When it comes to the information where _isSearchCondition should be true/false, it all depends on your provider. I would say good way to test this is to write a bunch of tests that have bool constant or parameter values in random places, and see what throws an exception. The same goes for other way around - add some comparisons in random places and see if database complains.

ronnyek commented 4 months ago

I was actually able to implement this, and I think it mostly just works with one exception. I am continuing to experiment and if I come up with a fix, I'll put it here.

I've got a RegexMethodTranslator that will translate regex to <Column> REGEXP '<pattern>'. The implementation it looks like the SearchConditionConvertingExpressionVisitor is applying conversion and making it read like <Column> = 'True' and '<pattern>' = 'True'.

In debugging through the visitor, its parsing through it not as if it were a specific expression, but rather sees ColumnConstantExpression of the column name and sets that to true, and the regex pattern as a SqlConstantExpression.

The regex syntax doesn't require comparison to true for us.

Is this a case where I should actually create a RegexExpression type, and in VisitSelect, basically skip over the apply conversion if its that RegexExpression, or would there be an easier way to intercept it as something that is expected and not attempt the conversion?

Again... if I figure it out before getting any pointers, I'll update it here.

ronnyek commented 4 months ago

So I already have an expression type ComplextFunctionArgumentExpression that basically gets translated into a single expression and as far as I can think, should never apply a compare to for the individual children.

In VisitSelect I basically tried this

 _isSearchCondition = true;

 if (selectExpression.Predicate is ComplexFunctionArgumentExpression) // <-- added this check and set of _isSearchCondition
 {
     _isSearchCondition = false;
 }
 var predicate = (SqlExpression?)Visit(selectExpression.Predicate);
 changed |= predicate != selectExpression.Predicate;

This seems to resovle the problem, all the while letting all other tests passing.
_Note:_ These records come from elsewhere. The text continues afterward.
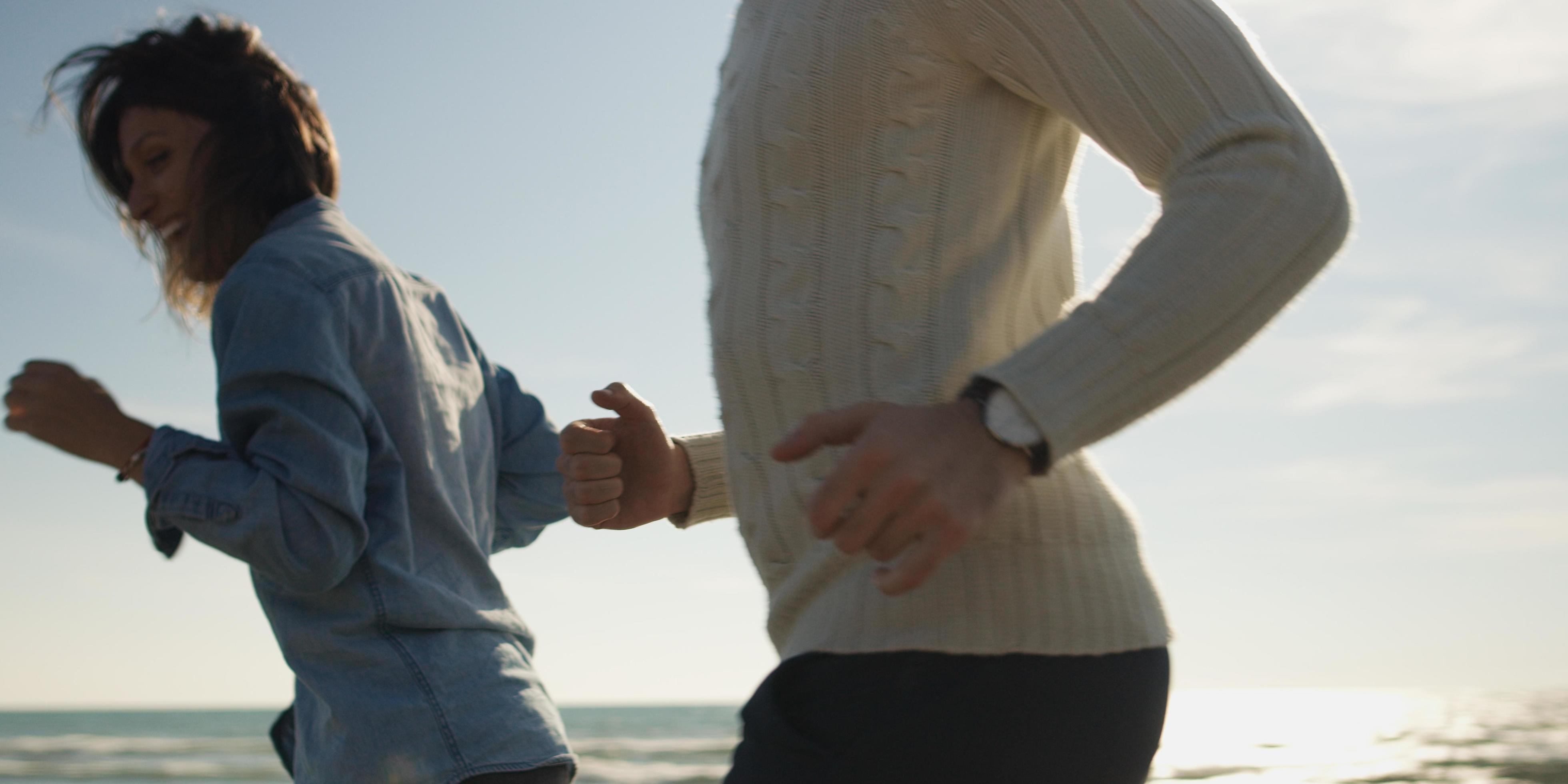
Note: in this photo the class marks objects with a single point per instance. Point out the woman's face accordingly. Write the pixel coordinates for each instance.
(162, 154)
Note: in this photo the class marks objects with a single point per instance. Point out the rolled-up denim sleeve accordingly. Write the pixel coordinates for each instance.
(529, 488)
(286, 488)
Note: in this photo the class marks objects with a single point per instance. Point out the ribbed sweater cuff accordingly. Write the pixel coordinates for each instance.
(1068, 378)
(709, 482)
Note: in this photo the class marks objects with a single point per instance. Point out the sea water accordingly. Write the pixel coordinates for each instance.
(1213, 736)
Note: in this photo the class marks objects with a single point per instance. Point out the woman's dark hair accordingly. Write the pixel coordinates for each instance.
(269, 148)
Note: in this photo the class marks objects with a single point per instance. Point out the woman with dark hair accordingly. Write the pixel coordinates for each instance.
(372, 458)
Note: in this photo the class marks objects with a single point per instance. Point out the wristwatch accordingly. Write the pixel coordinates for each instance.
(1006, 421)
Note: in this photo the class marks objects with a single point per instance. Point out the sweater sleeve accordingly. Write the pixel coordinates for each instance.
(1252, 204)
(284, 491)
(709, 482)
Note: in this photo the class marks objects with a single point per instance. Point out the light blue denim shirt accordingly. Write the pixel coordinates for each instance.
(371, 463)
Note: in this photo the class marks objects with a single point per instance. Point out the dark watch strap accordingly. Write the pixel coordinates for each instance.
(980, 391)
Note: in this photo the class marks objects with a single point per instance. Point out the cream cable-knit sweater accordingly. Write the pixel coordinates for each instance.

Wondering if this makes sense, or if there is another way I should achieve the same thing

maumar commented 2 months ago

@ronnyek that approach won't work if your predicate is a bit more complicated, e.g Where(x => x.Name != "Foo" && ComplextFunctionArgumentExpression )

Instead, you should switch _isSearchCondition = false inside a method that processes ComplextFunctionArgumentExpression, similar to what we do in SearchConditionConvertingExpressionVisitor.VisitSqlFunction This way it will stop the incorrect conversion irrespective of the shape of your predicate. But the general approach makes sense.